A Fractional Two-Strain Epidemic Model with Treatment

¹ Laboratory of Mathematics, Computer Science and Applications, Faculty of Sciences and Technologies, University Hassan II of Casablanca, PO Box 146, Mohammedia, 20650, Morocco
² Laboratory of Mathematics, ENCG of Casablanca, University Hassan II, Casablanca, 20000, Morocco
³ Laboratory of Systems Modelization and Analysis for Decision Support, National School of Applied Sciences, Hassan First University, Berrechid, 26100, Morocco

^* Corresponding author: This email address is being protected from spambots. You need JavaScript enabled to view it.

Published online: 13 May 2026

Abstract

In this study, we develop and examine a fractional-order epidemic model involving two strains, while taking into account treatment strategies and generalized incidence rates. The transmission dynamics of the two strains are described by two nonlinear incidence functions f (S, I₁)I₁ h (S, I₂)I₂ allowing the model to capture more realistic infection mechanisms beyond the classical bilinear form. The proposed model is formulated as a system of four Caputo fractional differential equations describing the interactions among susceptible, infected, and recovered individuals.

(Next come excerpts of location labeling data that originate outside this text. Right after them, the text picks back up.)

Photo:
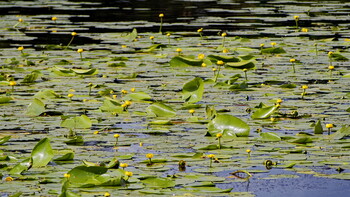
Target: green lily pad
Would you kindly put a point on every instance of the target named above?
(35, 108)
(228, 125)
(160, 110)
(42, 153)
(192, 91)
(22, 166)
(270, 136)
(264, 112)
(78, 122)
(83, 176)
(158, 182)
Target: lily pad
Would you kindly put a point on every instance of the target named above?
(228, 125)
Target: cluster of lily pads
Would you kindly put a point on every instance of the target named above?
(165, 113)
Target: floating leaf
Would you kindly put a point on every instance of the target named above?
(160, 110)
(111, 105)
(341, 133)
(66, 157)
(158, 182)
(46, 94)
(264, 112)
(273, 50)
(303, 140)
(178, 61)
(78, 122)
(318, 127)
(3, 140)
(270, 136)
(243, 64)
(131, 36)
(30, 78)
(22, 166)
(228, 125)
(92, 71)
(138, 96)
(215, 58)
(42, 153)
(83, 176)
(192, 91)
(35, 108)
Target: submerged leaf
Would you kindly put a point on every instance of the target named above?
(192, 91)
(228, 125)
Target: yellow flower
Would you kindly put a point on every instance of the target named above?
(149, 155)
(66, 175)
(211, 156)
(8, 178)
(13, 83)
(201, 56)
(107, 194)
(328, 126)
(219, 135)
(123, 165)
(304, 30)
(220, 62)
(129, 174)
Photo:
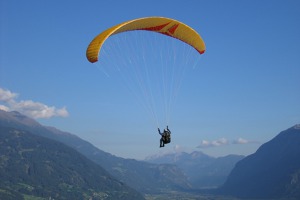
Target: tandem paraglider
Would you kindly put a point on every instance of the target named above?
(148, 75)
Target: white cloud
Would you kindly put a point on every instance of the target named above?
(241, 141)
(214, 143)
(7, 96)
(28, 107)
(244, 141)
(222, 142)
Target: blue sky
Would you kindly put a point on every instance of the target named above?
(244, 90)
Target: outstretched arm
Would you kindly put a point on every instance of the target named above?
(159, 131)
(168, 129)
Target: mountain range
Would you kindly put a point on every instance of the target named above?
(202, 171)
(140, 175)
(272, 172)
(32, 167)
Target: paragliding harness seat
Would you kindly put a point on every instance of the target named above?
(167, 137)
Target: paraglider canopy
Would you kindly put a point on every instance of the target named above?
(166, 26)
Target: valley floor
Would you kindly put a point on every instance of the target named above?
(175, 195)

Initially, it is established that solutions exist, are unique, positive and bounded. Next, the basic reproduction numbers corresponding to each strain are computed using the next-generation matrix approach. The existence of both the disease-free and endemic equilibrium states is analyzed, and sufficient conditions for their global stability are established through appropriate Lyapunov functionals. Finally, numerical simulations are performed to support the analytical results and to demonstrate the impact of the fractional-order derivative on the system’s convergence behavior. The role of treatment strategies in limiting the spread of the infection is also examined.